The grocery store setting is pretty effective overall, and Spiegel does a great job with darkness, shadows, reflections, and so on.  I really liked the effect of blood dripping on the light bulb of an overturned lamp giving the room a blood red glow.  Or the way the killer finds out where Jennifer is hiding.  Spiegel is at his best in these stylish and relatively subtle scenes, but really stumbles when he relies far too much on Raimi-esque visual trickery.  He uses it less as the film progresses, which helps a lot, but early on until maybe 2/3 of the way through, there's just too many wacky POV shots from inside shopping carts, inside telephones, from the floor aiming up as a broom passes over, or through wine bottles.  It's amusing once or twice, but by the 25th time, it wears out its welcome.  Spiegel shows a lot of promise here when he's not trying to be Sam Raimi, and who knows?  Maybe Raimi used a lot of Spiegel's ideas.  At any rate, Spiegel has remained a known and loved figure in cult horror circles, primarily for his EVIL DEAD II work, but his directing career never took off.  He's only directed sporadically since INTRUDER, most recently the dismal HOSTEL PART III.


Raimi, as well as his brother Ted, co-star in the film, and Bruce Campbell turns up at the very end as a cop. There's also GREEN ACRES co-stars Alvy Moore and Tom Lester as a pair of dumb cops, and legendary Three Stooges foil Emil Sitka as a grumpy customer who's in the film long enough to tell a couple "Hold hands, you lovebirds!"  None of the main actors are very good, and heroine Cox is downright terrible.  Perhaps early victim Renee Estevez (Martin Sheen's daughter) should've been given the lead.

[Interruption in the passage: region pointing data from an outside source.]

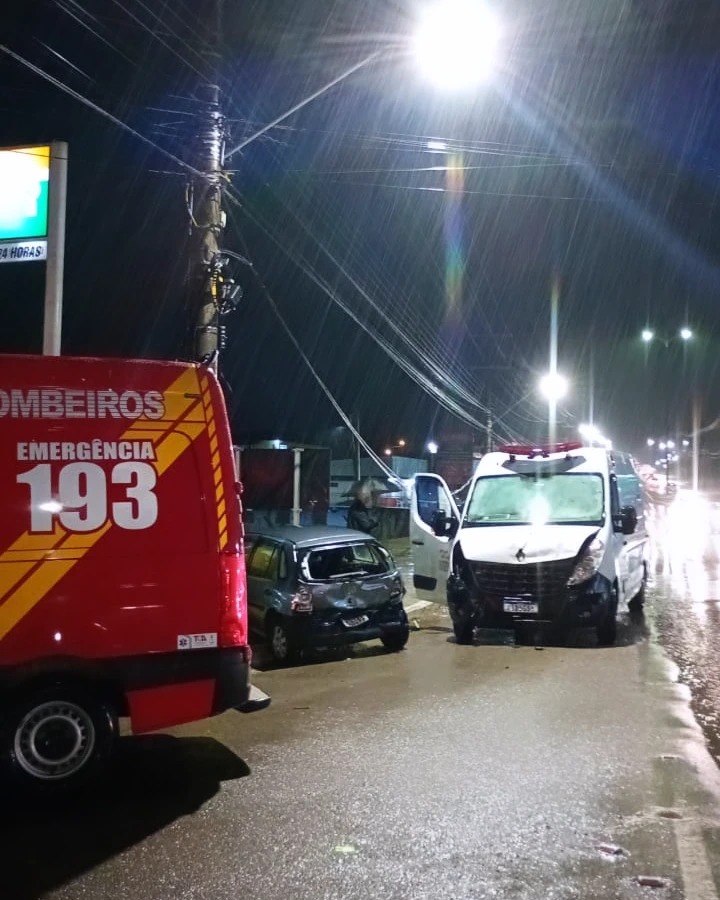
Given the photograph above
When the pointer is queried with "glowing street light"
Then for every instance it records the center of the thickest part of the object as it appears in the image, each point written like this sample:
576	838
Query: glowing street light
456	43
388	451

As mentioned, Synapse's presentation of INTRUDER is superb.  There's a commentary with Spiegel and producer Lawrence Bender, who went on to produce all of Quentin Tarantino's films (and an early INTRUDER close-up of a box of Fruit Brute makes me wonder how much Bender brought to the table on PULP FICTION, not to mention INTRUDER cast member Burr Steers went on to play Flock of Seagulls in PULP FICTION before abandoning acting to direct bad Zac Efron movies like 17 AGAIN and CHARLIE ST. CLOUD).  There's several featurettes, interviews, workprint footage, cast audition footage, and a brief interview with filmmaker and INTRUDER superfan Vincent Pereira, who tells a great story about writing an angry letter to Fangoria about the cut VHS release only to get a package sometime later with Spiegel's return address, containing a VHS tape of the uncensored INTRUDER.


Is INTRUDER a lost classic?  No, not really.  But it's an enjoyable, blood-soaked slasher flick with moments of truly inspired, creative filmmaking.  I just wish Spiegel had spent more time crafting a unique style that we see fleeting glimpses of here instead of mimicking Raimi's EVIL DEAD/EVIL DEAD II moves.